Have you ever read a full set of jury instructions for a criminal trial, let alone a civil trial? What about just one instruction for one element of a crime? Can you recall Jack McCoy ever reciting the law to the jury in a closing argument on “Law and Order?” Jury instructions are a powerful tool and can play a vital role in communicating your client’s case to the jury. The key is making the instructions simple, concise and in plain English. Far too often lawyers miss the opportunity to advocate for their clients and communicate with the jury – through the most powerful medium, the Court – simply because they fail to advocate for simpler, easier to understand jury instructions.
The education level of any given juror can vary widely depending on the jurisdiction but one thing always remains the same – their short attention spans. Most model jury instructions tend to be long, complex, and rambling sentences that would lose anyone. And, of course, there are some jury instructions like “burden of proof,” that are such boilerplate instructions it is not worth the effort to persuade the judge to change even a word of the instruction. So in addition to being clear and concise, you must pick the right instructions that will convey your client’s message, trial theme or defense to the jury.
Last fall, Barnes & Thornburg clients Tokai Kogyo Ltd., a Japanese auto parts manufacturer and its U.S. subsidiary, Green Tokai Co. Ltd., located in Brookville, Ohio went to trial against the U.S. government to defend against allegations that the companies conspired with other manufacturers of auto body sealing parts to fix prices in violation of the Sherman Act. The government’s alleged proof, however, was almost entirely based on events and actions that occurred in Japan, not the United States. The government had a few documents but the lynchpin of its case was the testimony of the immunized witnesses. To complicate matters, the witnesses were not native English speakers so they testified in Japanese then had their testimony translated into English.
A tried and true defense tactic is to attack the credibility of an immunized witness and expose their motivations for testifying to the members of the jury. So in our opening statement, we told the jury that the government was not seeking truth and justice with its prosecution and that the only “truth” they would hear from the cooperating witnesses was the government’s version of the truth.
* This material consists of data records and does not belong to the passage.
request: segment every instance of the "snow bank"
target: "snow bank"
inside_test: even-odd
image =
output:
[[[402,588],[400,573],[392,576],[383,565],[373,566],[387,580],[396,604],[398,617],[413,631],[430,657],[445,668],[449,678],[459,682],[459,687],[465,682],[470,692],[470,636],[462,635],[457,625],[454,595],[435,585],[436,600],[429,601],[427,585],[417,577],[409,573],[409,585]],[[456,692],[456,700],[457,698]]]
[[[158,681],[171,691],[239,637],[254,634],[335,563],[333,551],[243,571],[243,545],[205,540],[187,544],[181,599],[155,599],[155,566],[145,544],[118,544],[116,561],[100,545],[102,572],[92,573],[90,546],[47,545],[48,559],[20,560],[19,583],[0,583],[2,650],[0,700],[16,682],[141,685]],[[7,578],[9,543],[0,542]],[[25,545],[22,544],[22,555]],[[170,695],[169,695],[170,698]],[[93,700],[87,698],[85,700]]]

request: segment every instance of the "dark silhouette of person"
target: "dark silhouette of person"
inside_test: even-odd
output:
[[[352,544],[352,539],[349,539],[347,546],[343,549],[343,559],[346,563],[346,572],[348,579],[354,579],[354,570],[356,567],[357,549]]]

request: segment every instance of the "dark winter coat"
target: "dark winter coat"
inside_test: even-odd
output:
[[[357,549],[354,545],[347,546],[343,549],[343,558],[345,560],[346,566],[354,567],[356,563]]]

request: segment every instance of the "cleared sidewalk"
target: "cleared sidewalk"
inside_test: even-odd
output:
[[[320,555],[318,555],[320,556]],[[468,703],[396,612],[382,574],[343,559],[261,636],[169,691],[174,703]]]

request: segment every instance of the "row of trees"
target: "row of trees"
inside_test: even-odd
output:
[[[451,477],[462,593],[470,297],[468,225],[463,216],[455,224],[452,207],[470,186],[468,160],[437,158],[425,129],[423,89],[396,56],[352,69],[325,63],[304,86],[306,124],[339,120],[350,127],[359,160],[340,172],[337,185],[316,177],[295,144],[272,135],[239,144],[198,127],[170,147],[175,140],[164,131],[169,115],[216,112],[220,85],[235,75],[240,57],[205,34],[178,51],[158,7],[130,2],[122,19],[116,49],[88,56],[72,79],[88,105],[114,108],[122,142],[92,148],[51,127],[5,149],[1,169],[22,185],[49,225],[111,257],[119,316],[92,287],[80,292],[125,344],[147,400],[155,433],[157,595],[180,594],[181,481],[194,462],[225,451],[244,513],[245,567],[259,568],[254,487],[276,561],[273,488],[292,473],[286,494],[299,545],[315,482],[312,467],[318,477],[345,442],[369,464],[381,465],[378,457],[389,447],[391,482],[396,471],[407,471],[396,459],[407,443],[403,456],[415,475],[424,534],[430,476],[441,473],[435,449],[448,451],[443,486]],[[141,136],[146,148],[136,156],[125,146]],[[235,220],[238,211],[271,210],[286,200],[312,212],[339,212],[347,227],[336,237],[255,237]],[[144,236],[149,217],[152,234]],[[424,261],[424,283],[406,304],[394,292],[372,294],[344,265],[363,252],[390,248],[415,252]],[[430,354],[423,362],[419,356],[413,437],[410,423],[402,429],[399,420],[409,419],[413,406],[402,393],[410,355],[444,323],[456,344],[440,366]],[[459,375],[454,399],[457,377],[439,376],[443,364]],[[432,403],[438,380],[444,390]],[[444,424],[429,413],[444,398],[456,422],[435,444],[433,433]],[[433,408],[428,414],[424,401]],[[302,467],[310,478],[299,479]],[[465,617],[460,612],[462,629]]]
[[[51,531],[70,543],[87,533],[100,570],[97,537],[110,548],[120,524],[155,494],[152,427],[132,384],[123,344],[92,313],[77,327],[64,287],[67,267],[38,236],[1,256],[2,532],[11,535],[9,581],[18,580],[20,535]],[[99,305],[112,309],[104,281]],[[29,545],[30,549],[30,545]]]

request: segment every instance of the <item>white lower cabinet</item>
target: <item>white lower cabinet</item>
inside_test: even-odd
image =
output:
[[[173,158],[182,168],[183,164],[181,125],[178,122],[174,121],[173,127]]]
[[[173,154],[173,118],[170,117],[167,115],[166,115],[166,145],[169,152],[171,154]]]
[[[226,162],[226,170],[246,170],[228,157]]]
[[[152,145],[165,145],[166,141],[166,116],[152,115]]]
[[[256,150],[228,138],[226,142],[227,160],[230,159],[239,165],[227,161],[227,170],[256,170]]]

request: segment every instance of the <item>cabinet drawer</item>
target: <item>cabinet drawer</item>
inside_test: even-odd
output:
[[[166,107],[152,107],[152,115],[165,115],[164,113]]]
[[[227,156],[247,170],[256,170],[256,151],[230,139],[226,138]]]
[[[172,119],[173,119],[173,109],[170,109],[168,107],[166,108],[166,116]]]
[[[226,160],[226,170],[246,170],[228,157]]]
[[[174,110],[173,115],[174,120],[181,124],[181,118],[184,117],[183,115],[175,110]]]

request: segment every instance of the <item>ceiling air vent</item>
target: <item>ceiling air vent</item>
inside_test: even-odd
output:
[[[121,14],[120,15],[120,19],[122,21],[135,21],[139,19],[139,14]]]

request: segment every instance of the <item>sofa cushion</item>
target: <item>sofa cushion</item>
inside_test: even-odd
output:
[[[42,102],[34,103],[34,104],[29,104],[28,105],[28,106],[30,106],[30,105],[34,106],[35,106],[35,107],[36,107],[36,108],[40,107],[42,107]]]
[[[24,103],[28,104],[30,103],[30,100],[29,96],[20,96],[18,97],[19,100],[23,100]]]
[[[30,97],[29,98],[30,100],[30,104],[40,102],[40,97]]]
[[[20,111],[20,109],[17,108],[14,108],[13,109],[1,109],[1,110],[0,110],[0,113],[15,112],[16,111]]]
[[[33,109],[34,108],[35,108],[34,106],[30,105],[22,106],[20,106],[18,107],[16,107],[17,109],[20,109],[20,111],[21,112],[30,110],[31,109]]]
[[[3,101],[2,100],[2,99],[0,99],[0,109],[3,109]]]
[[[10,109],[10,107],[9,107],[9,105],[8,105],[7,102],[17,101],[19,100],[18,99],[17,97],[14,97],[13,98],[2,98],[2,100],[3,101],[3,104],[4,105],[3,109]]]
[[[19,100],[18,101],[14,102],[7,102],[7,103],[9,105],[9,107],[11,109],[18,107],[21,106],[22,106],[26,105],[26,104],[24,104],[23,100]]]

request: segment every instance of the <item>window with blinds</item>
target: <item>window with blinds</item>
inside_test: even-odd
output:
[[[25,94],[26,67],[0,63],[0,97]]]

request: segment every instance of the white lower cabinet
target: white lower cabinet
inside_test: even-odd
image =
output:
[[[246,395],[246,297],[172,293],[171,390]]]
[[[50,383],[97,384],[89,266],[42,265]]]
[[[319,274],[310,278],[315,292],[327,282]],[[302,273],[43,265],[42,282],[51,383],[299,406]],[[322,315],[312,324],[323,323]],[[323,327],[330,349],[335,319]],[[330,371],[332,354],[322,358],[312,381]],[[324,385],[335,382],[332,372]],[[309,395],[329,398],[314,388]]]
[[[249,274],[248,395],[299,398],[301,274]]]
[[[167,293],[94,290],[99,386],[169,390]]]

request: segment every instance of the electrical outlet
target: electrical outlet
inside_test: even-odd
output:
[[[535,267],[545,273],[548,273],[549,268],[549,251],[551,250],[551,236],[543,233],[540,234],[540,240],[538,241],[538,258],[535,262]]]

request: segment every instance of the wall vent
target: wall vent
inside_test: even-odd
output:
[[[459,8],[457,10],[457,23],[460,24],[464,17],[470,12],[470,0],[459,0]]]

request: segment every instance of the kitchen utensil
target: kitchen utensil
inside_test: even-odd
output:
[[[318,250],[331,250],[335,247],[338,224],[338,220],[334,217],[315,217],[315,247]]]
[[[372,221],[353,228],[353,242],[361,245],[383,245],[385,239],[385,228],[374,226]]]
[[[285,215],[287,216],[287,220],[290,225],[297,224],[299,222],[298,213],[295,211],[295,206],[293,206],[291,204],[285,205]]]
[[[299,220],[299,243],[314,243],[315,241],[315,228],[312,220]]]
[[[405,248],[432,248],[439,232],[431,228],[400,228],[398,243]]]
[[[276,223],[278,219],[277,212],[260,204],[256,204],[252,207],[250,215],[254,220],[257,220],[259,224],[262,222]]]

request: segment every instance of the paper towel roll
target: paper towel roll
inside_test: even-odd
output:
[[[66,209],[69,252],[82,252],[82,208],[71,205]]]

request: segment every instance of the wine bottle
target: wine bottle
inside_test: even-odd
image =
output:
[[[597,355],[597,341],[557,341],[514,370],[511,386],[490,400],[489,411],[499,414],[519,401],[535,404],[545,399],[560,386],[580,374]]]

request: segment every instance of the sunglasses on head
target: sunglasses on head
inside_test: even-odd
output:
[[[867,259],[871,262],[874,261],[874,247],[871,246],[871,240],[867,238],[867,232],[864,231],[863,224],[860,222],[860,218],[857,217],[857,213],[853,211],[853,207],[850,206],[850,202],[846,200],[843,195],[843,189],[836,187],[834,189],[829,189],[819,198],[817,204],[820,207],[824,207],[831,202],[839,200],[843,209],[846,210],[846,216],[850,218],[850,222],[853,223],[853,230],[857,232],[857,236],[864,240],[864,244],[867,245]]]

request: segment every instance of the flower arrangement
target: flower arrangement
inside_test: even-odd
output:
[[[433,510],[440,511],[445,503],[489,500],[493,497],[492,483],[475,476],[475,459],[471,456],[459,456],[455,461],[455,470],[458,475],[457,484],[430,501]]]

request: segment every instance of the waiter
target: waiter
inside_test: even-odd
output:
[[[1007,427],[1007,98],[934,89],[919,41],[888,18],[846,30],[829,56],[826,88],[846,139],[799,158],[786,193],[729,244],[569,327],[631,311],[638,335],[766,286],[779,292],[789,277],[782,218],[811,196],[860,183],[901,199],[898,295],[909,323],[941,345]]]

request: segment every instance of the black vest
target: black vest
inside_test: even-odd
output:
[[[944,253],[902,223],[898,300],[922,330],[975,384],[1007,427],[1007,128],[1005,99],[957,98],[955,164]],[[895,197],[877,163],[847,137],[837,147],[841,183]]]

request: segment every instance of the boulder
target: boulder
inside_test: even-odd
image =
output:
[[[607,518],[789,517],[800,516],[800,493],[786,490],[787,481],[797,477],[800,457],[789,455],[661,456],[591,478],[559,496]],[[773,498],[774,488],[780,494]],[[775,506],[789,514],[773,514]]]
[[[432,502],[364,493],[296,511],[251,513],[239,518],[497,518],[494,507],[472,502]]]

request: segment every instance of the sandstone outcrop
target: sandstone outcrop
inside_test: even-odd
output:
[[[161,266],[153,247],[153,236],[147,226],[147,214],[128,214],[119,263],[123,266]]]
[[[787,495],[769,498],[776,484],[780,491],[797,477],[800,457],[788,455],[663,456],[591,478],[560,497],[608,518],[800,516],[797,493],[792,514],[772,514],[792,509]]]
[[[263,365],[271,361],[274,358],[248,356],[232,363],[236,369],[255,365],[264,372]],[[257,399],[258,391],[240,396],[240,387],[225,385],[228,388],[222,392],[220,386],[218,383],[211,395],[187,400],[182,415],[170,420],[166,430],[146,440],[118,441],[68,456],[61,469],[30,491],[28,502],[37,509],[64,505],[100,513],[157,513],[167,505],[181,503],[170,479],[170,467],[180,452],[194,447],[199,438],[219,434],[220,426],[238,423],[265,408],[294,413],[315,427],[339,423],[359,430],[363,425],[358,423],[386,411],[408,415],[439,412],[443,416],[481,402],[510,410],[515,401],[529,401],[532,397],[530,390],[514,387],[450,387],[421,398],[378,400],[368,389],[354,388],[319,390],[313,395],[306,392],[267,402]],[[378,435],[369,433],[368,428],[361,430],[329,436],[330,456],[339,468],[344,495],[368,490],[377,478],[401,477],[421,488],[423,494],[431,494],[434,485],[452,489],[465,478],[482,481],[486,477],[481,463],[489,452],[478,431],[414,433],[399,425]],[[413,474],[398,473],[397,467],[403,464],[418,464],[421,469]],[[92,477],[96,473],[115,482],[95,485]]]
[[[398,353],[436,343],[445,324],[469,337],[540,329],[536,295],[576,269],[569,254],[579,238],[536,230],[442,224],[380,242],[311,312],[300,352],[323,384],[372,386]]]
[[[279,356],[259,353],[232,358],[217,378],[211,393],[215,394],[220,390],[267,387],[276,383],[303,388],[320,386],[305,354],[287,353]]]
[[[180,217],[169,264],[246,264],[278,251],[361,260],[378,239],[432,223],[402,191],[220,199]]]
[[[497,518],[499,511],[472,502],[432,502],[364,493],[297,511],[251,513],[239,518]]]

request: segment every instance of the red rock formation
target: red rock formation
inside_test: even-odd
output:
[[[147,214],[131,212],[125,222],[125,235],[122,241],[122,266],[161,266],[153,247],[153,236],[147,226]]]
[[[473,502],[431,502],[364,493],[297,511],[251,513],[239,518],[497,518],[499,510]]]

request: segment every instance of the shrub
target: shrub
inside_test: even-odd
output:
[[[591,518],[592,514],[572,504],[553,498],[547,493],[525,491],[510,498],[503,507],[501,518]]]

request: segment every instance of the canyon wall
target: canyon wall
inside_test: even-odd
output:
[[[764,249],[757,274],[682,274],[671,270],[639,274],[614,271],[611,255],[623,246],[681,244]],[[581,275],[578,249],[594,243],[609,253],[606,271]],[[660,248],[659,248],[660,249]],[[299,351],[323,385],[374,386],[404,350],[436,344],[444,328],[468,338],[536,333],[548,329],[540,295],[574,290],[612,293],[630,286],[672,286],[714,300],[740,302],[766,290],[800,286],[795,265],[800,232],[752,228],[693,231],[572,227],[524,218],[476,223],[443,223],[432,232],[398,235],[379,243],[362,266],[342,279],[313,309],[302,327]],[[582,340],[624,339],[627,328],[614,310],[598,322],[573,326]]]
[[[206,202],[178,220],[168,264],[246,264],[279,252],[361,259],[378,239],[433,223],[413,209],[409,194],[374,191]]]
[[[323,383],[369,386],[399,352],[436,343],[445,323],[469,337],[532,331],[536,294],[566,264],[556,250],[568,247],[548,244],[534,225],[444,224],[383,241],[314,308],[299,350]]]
Following our opening statement and prior to calling the immunized witnesses, the Court read an immunity instruction requested by the government which was supposed to highlight for the jury that the testifying witnesses still faced some threat of prosecution by the government. On direct, the prosecution ended its questioning of each witness with the following question: “Why did you travel here to the United States today?” Each witness answered, “I came here because I wanted to tell the truth, as I knew, without delay, in regards to the customers and sales activities.”
Then during cross-examination, the witnesses were questioned about their immunity, their non-prosecution agreements with the government, their invocation of their Fifth Amendment rights, and their fear of future of prosecution. But all of them were confused about these U.S. Constitution-based rights and none of them feared future prosecution for their crimes of price fixing or obstruction of justice.
Based on the testimony we elicited at trial and the previous immunity instruction the government requested be read to the jury, we argued that the Court and the jury had been misled by the government because the witnesses had no real fear of prosecution. The witnesses had testified before the jury that they had only come to the United States to “tell the truth” but in reality, they had come to the United States because they had been required to do so in order to avoid prosecution completely.
Therefore, we proposed that the judge add the following language to the immunity instruction previously given to the jury:
It is in the discretion of the government to determine, in good faith, whether any of these witnesses have violated the September 2016 agreement.
The government is permitted to make these types of promises and agreements with witnesses. But you should consider the testimony of those witnesses […] with more caution than testimony of other witnesses. Consider whether their testimony may have been influenced by the government’s promises.
You are not to convict the defendants based on the unsupported testimony of such a witness, standing alone, unless you believe his testimony beyond a reasonable doubt.
The government initially objected but then relented after it was apparent that the judge was going to allow the jury instruction. Then, in closing arguments, we reiterated to the jury what the judge had already told them – that they needed to consider the testimony of the immunized witnesses with great caution because their testimony had been influenced by the government’s promise to never prosecute those witnesses for their crimes. These simple, concise instructions along with our presentation of key, material facts regarding the innocence of both Defendants was essential to obtaining acquittals for Tokai Kogyo and Green Tokai.
In short, when it comes to instructing a jury, you may be better served to simply keep it “short and sweet.”